The patient should be warned to continue routine follow up with their dentist. Fractures near the dental roots can often result in delayed loss of tooth viability, requiring periapical films and additional dental procedures.


If a malocclusion is detected, the surgeon must ascertain its etiology (with appropriate imaging technique). If the malocclusion is secondary to surgical edema or muscle splinting, training elastics may be beneficial. The lightest elastics as possible are used for guidance, because active motion of the mandible is desirable. Patients should be shown how to place and remove the elastics using a hand mirror.

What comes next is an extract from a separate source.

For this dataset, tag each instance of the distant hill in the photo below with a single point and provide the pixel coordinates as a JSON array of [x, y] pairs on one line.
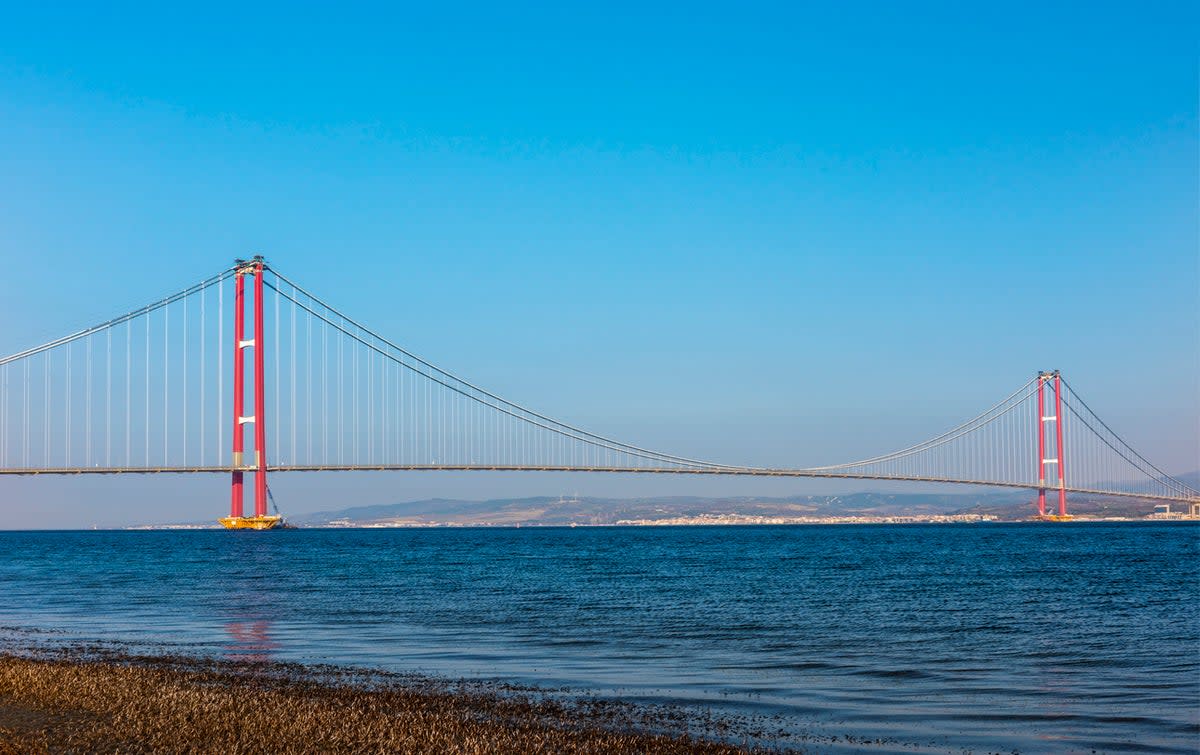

If the malocclusion is secondary to a bony problem due to inadequate reduction or hardware failure or displacement, elastic training will be of no benefit. The patient must return to the operating room for revision surgery.

Basic postoperative instructions


Depending upon the stability of the internal fixation, the diet can vary between liquid and semi-liquid to “as tolerated”, at the discretion of the surgeon. Any elastics are removed during eating.

Oral hygiene

Patients having only extraoral approaches are not compromised in their routine oral hygiene measures and should continue with their daily schedule.

Patients with intraoral wounds must be instructed in appropriate oral hygiene procedures. The presence of the arch-bars and any elastics makes this a more difficult procedure than normal. A soft toothbrush (dipping in warm water makes it softer) should be used to clean the surfaces of the teeth and arch-bars. Any elastics are removed for oral hygiene procedures. Chlorhexidine oral rinses should be prescribed and used at least three times each day to help sanitize the mouth. Chlorohexidine may cause staining of the teeth and should not be used longer than necessary. For larger debris, a 1:1 mixture of hydrogen peroxide (0.25%)/chlorhexidine (0.12%) can be used. The bubbling action of the hydrogen peroxide helps remove debris. A water flosser, providing a water jet, is a very useful tool to help remove debris from the wires. If a this is used, care should be taken not to direct the jet stream directly over intraoral incisions as this may lead to wound dehiscence.


Physiotherapy can be prescribed at the first visit and opening and excursive exercises begun as soon as possible. Goals should be set, and, typically, 40 mm of maximum interincisal jaw opening should be attained by 4 weeks postoperatively. If the patient cannot fully open his mouth, additional passive physical therapy may be required such as Therabite® or tongue-blade training.